Annual growth was unexpectedly revised up to 1.7 percent from 1.5 percent, but the increase mostly reflected changes to data going back to the start of last year and it was the weakest increase since early 2013, the ONS said.
Households, under pressure from rising inflation and weak wage growth, saw almost no growth in their overall incomes, forcing them to dip into their savings.
Britain has grown more slowly than other big European economies this year as the rise in inflation, caused largely by the fall in the value of the pound after the 2016 referendum decision to leave the European Union, caught up with consumers.
“The figures confirm the pressure on households,” Philip Shaw, an economist with Investec, said.
An expected fall in inflation next year and forecasts for a long-awaited rise in wage growth should ease some of the squeeze. “But we will have to wait to see what actually happens,” Shaw said.
He noted that in contrast to the strain on consumers, British factories were growing strongly with manufacturing output up by 3.3 percent in annual terms, helped by the recovering global economy and the weaker pound.
Manufacturing accounts for only about 10 percent of Britain’s economy, compared with 80 percent from the services sector which grew by an annual 1.4 percent, reflecting the weak domestic economy.
Sterling and British government bonds were little changed by the data.
The Bank of England raised interest rates last month for the first time in more than 10 years, in part because it expects wage growth to gain more speed. It is expected to raise them twice more over the coming three years.
The BoE said last week that the economy appeared to be slowing slightly in late 2017, and Brexit remained a big uncertainty going forward.
Friday’s data showed household disposable incomes, adjusted for inflation, grew by 0.2 percent, down from growth of 2.3 percent in the second quarter although better than a fall in the first three months of the year.
The household saving ratio fell to 5.2 percent from 5.6 percent in the second quarter but was higher than a low of 3.7 percent in the January-March period.
Household spending rose by an annual 1.0 percent, its weakest increase since early 2012.
The ONS said households were net borrowers - meaning their outlays were bigger than their incomes - for four successive quarters for the first time since records began in 1987.
Like consumers, many businesses have also turned cautious due to uncertainty about what leaving the European Union means for their exports and their ability to hire skilled workers.
Business investment rose by 0.5 percent in the quarter and was up 1.7 percent from a year earlier. That represented slightly stronger growth than the previous reading for the third quarter but remained weaker than in recent years.
In a sign of how the economy started the fourth quarter the ONS said Britain’s dominant services sector grew by a monthly 0.2 percent in October after zero growth in September.

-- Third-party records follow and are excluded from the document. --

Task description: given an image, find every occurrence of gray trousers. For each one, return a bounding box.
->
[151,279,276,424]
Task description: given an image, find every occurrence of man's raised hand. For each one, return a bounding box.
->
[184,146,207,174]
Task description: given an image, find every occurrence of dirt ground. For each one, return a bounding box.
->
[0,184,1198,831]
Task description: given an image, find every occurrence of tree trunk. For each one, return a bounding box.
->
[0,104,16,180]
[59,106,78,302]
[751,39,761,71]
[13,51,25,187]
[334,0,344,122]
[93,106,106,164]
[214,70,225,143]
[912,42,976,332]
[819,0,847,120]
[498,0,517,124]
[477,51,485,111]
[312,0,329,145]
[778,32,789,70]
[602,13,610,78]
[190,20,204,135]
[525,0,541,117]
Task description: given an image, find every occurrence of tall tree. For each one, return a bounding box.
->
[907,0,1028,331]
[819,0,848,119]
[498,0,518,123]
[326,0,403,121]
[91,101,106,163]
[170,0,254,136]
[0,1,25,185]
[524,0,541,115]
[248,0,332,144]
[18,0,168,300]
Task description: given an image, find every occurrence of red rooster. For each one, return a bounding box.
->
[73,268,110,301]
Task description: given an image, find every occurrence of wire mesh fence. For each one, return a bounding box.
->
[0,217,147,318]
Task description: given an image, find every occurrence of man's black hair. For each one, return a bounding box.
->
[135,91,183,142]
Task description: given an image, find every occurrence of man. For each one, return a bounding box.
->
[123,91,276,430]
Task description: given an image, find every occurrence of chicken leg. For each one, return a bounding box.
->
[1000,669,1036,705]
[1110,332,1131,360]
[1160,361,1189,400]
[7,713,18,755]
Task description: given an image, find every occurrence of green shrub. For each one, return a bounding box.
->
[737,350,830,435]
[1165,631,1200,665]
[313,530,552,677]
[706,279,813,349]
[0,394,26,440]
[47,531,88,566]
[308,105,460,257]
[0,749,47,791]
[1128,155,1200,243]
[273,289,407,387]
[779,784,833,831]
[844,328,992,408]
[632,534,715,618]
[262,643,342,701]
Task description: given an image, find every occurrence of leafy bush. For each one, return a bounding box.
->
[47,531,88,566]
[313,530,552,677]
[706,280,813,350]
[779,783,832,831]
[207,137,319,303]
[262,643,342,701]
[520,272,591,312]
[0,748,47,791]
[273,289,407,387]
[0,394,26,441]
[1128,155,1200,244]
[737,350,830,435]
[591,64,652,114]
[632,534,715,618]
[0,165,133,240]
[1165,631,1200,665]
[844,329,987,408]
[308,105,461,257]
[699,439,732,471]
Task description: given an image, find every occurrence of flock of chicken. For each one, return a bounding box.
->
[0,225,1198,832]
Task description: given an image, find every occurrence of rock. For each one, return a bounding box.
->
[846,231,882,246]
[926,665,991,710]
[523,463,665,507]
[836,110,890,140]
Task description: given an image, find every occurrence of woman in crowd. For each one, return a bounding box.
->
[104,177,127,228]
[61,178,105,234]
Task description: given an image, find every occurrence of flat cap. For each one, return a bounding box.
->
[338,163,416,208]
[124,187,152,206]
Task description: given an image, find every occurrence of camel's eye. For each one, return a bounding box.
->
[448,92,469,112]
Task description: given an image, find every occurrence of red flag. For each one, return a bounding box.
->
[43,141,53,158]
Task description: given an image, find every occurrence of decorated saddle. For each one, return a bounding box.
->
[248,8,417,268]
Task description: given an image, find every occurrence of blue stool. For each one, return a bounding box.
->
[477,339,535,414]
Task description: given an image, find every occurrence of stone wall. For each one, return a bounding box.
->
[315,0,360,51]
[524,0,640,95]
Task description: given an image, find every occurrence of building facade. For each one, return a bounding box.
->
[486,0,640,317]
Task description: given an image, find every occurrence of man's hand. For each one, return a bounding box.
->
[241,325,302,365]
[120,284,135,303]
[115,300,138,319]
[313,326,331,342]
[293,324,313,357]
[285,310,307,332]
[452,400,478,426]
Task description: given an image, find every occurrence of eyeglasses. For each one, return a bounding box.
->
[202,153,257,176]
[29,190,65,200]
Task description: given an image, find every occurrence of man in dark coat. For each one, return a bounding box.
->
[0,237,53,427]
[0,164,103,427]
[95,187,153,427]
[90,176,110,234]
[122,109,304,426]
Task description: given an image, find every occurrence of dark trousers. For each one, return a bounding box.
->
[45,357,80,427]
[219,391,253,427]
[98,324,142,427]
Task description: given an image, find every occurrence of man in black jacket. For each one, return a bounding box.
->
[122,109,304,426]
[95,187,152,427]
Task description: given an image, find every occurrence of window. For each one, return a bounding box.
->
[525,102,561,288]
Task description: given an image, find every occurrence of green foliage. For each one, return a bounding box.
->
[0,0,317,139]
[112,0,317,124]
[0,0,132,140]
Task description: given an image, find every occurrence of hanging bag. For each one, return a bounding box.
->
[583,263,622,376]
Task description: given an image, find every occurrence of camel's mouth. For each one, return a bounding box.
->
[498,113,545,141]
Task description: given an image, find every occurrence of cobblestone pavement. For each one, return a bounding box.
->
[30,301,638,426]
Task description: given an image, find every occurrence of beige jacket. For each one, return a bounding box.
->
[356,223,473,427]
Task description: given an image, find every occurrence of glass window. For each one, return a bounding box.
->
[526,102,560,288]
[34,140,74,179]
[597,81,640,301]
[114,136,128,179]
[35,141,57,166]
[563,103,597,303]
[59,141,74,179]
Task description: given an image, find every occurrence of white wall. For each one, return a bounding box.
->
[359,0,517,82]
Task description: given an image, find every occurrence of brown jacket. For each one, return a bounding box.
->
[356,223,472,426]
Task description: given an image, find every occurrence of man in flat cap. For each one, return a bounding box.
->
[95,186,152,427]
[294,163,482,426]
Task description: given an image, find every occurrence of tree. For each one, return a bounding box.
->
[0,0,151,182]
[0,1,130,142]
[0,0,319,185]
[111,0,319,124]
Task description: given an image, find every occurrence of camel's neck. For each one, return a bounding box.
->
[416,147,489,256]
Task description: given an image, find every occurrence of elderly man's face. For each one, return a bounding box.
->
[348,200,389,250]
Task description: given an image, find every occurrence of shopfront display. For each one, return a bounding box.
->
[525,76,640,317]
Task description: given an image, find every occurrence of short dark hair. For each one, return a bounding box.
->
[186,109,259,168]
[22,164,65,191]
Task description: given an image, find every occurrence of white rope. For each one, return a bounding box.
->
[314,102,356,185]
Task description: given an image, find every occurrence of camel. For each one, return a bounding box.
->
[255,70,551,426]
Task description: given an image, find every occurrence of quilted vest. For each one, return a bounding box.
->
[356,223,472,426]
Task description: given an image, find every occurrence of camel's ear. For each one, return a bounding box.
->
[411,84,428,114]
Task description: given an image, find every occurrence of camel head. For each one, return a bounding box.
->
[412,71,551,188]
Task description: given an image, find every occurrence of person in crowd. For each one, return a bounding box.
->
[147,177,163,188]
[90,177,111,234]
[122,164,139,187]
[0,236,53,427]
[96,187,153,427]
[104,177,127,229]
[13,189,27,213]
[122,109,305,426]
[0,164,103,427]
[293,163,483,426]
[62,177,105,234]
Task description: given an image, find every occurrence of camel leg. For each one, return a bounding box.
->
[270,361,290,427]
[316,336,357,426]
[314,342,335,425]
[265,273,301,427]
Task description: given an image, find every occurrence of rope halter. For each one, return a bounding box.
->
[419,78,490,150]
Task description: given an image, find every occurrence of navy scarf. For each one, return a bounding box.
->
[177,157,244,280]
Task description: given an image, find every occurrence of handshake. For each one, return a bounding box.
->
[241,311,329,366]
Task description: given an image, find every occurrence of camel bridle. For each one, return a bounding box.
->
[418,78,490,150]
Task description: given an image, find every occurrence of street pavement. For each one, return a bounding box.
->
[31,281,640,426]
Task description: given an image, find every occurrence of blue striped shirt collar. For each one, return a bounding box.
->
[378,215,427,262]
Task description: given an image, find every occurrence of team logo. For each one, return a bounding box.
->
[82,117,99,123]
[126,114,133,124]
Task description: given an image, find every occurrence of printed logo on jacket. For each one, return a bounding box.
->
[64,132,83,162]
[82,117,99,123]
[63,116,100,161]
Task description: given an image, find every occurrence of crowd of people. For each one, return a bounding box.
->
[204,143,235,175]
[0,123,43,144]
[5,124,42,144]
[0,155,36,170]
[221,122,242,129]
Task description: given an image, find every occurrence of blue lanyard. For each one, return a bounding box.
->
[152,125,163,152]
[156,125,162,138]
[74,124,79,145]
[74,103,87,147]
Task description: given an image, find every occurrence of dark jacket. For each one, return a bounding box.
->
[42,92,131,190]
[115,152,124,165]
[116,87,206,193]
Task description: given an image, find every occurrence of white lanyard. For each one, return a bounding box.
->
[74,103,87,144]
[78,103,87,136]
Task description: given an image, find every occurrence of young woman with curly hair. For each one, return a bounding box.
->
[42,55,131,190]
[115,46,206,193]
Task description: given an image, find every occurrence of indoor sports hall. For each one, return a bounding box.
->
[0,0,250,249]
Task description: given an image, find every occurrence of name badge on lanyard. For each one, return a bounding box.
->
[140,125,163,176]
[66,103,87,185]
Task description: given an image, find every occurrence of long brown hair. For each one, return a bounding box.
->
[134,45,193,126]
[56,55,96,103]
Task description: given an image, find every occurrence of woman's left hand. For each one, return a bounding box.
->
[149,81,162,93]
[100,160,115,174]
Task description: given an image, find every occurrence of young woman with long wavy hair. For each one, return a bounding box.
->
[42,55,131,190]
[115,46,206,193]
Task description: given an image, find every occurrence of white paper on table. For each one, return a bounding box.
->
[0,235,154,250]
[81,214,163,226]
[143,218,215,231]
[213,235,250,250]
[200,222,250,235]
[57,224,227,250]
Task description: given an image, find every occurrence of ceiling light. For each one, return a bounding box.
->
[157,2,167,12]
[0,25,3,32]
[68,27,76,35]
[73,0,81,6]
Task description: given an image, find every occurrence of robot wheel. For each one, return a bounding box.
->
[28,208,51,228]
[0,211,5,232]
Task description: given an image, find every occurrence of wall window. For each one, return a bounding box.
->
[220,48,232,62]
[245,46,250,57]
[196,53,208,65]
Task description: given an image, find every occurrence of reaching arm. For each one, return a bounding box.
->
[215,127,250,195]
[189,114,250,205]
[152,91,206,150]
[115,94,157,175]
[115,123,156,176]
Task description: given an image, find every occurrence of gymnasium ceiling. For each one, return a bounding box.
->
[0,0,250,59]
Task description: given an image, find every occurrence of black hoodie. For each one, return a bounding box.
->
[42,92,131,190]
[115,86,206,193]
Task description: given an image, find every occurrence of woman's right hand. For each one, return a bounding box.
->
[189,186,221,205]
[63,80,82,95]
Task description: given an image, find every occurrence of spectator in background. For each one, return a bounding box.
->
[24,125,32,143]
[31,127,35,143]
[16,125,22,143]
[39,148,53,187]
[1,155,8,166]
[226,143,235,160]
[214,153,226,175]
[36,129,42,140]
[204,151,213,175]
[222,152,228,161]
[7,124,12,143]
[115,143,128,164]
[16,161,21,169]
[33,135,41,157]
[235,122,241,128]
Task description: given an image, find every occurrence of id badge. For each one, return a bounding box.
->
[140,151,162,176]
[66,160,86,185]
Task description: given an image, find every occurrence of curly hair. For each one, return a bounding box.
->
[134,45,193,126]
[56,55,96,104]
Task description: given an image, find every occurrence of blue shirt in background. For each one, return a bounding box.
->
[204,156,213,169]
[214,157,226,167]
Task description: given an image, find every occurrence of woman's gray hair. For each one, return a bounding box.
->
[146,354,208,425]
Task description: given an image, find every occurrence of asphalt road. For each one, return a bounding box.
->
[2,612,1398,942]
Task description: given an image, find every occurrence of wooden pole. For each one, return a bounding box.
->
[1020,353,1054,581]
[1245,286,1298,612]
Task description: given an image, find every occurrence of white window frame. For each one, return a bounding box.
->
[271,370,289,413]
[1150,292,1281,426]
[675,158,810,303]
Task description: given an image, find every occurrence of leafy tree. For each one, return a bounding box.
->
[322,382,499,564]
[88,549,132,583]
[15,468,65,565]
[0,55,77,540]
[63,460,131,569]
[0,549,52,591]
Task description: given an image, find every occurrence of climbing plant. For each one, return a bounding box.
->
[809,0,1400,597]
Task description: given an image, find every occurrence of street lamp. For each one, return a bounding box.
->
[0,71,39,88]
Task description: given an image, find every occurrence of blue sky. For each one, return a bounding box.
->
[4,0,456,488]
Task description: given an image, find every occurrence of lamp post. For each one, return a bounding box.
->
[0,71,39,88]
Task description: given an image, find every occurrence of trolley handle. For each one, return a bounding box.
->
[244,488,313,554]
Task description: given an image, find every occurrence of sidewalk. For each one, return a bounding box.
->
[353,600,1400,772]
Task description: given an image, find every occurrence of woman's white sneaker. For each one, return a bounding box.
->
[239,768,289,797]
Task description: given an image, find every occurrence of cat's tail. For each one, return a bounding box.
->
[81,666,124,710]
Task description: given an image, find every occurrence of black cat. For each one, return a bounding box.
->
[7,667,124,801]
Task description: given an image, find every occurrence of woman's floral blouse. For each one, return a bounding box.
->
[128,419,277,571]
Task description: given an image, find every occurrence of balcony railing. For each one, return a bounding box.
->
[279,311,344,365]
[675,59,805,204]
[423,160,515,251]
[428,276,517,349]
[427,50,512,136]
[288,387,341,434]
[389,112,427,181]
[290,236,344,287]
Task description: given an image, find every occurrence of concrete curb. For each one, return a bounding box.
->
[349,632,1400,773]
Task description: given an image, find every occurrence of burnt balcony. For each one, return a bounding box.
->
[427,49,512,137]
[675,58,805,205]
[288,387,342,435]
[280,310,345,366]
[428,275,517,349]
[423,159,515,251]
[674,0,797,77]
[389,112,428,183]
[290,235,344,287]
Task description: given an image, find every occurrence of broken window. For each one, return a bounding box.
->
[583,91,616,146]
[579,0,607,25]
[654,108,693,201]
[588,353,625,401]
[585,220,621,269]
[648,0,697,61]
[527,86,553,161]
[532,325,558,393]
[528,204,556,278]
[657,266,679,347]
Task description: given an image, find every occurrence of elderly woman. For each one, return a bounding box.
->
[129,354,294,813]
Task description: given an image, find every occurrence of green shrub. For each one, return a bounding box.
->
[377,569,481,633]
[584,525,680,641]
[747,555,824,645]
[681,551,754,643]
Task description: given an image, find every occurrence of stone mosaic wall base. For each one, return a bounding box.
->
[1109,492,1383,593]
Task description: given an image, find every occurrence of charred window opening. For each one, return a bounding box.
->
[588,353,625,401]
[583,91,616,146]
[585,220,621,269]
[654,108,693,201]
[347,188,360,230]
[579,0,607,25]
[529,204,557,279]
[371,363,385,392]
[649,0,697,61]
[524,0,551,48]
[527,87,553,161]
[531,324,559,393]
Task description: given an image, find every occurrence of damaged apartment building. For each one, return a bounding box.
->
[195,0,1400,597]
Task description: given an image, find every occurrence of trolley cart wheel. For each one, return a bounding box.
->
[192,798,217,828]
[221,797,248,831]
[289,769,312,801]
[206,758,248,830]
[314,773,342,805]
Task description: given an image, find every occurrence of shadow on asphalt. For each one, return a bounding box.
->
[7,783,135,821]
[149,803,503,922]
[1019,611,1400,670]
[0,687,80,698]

Comparing the three months to October with the same period a year ago, growth was its weakest in four years at 1.3 percent.
Britain’s current account deficit, which hit an annual record high of 5.8 percent of GDP last year, stood at 4.5 percent of GDP in the third quarter, down from 5.1 percent in the second quarter.
In cash terms, the deficit was 22.8 billion pounds, above the median forecast of 21.2 billion pounds in the Reuters poll.
Economists mostly expect the deficit to narrow as the fall in the value of the pound boosts exports and reduces the imbalance between the returns on foreign investment held in Britain and on British investment held abroad.
Nonetheless, Britain’s budget forecasters said last month they expected the deficit to remain high. BoE Governor Mark Carney has said the shortfall means Britain remains dependent on “the kindness of strangers” to fund itself.